1. Wenn Art. 6 I GG verlangt, dass (Ehe und) Familie unter dem besonderen Schutz der staatlichen Ordnung steht, enthält diese Vorschrift ein verbindliches Gebot zu staatlicher Familienförderung.
a) Um aber auch die von Art. 6 I GG geschützte Freiheit bei Gestaltung der Familie zu achten, ist der Staat zur Neutralität im Umgang mit den Familienformen verpflichtet. Er hat deshalb davon auszugehen, dass sich auch Eltern, die öffentliche Betreuungseinrichtungen für ihr Kind in Anspruch nehmen, intensiv um ihr Kind kümmern und es betreuen. Diese Betreuung nehmen sie außerhalb der Fremdbetreuungszeit vor und organisieren außerdem die Fremdbetreuung, insbesondere indem sie das Kind dorthin bringen und es wieder abholen. Auch sie verdienen dafür Anerkennung. Der Staat darf deshalb keine Gruppe der Eltern von Vergünstigungen ausschließen.

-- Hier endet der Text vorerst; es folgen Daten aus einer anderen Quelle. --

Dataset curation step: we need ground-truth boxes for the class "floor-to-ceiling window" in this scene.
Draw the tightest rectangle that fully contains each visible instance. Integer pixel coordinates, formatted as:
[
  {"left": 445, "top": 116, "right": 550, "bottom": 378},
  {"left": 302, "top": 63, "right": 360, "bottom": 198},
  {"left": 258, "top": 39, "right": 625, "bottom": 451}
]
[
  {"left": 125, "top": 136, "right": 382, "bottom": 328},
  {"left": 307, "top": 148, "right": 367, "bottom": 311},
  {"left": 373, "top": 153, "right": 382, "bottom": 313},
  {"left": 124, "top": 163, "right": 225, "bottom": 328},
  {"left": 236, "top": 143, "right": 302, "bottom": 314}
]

b) Diesem Neutralitätsgebot widerspricht es, wenn lediglich die ihr Kind zu Hause betreuenden Eltern ein Betreuungsgeld bekommen und die anderen davon ausgeschlossen werden. Letztere werden aufgrund der Gestaltung ihres Familienlebens diskriminiert, wodurch Art. 6 I GG verletzt wird.
c) Ferner verlangt das in Art. 6 I GG enthaltene Gebot zu einem (gewissen) Familienlastenausgleich, dass an entstehende Kosten angeknüpft wird. Dem widerspricht, dass einerseits Eltern das Betreuungsgeld verlangen können, auch wenn ihnen - etwa weil sie weiterhin beruflich tätig sind und ihr Kind durch die Großeltern betreuen lassen - keine zusätzlichen Kosten entstehen, andererseits Eltern, die ihr Kind in die Kita schicken, keinen Ausgleich für die ihnen entstehenden in Form einer Geldzuwendung erhalten.

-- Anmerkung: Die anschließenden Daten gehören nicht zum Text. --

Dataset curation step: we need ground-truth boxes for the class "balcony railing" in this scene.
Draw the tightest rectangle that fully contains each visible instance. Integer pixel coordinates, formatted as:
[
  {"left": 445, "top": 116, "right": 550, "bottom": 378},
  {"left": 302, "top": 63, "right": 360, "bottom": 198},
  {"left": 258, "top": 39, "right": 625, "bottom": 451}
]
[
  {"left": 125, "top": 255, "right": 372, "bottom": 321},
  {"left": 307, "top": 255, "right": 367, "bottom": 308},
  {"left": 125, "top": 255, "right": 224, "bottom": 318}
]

Folglich verletzen §§ 4 a - d BEEG Art. 6 I GG. - Da die Überlegungen unter a)-c) wesentlich auf dem Gebot zu einer sachgemäßen Gleich- und Ungleichbehandlung von Familien beruhen, könnten sie auch im Rahmen einer Anwendung des Art. 3 I GG Verwendung finden und dessen Verletzung begründen.

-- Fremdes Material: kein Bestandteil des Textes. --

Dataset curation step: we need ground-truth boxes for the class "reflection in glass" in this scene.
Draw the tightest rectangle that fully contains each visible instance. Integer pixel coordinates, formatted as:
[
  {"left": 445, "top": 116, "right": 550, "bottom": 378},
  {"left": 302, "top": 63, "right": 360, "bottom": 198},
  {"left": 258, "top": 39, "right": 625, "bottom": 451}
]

2. Art.3 II 2 GG begründet die Pflichtaufgabe des Staates, die tatsächliche Durchsetzung der Gleichberechtigung von Frauen und Männern zu fördern. Dazu gehört, die bei Frauen nach wie vor bestehenden Nachteile bei der Vereinbarkeit von Familie und Beruf abzubauen. Erst recht sind dem Staat Maßnahmen untersagt, die die bestehenden Nachteile noch vertiefen. Für gering verdienende, teilzeitbeschäftigte Mütter, die besonders schutzwürdig sind, kann das Elterngeld einen Anreiz bieten, ihr Kind nicht in eine Kita zu schicken, sondern es zu Hause zu betreuen und auf eine Erwerbstätigkeit zu verzichten. Nimmt man hinzu, dass die Eltern zuvor Elterngeld erhalten und das Betreuungsgeld hieran „passgenau anschließt“ (BT-Dr. 17/9917, S. 7), fördert der Staat den Ausstieg von Frauen aus dem Beruf für die Dauer von insgesamt drei Jahren. Dadurch wirkt der Staat nicht auf den Abbau von Nachteilen für die Vereinbarkeit von Familie und Beruf der betroffenen Frauen hin, sondern verstärkt diese noch. Darin liegt eine Verletzung des Art. 3 II 2 GG.
§§ 4 a - d BEEG sind danach auch materiell verfassungswidrig. Damit wird das bereits oben I. 3. gewonnene Ergebnis um einen weiteren Nichtigkeitsgrund für das Gesetz ergänzt. Der Antrag des Landes L im Verfahren der abstrakten Normenkontrolle hat Erfolg.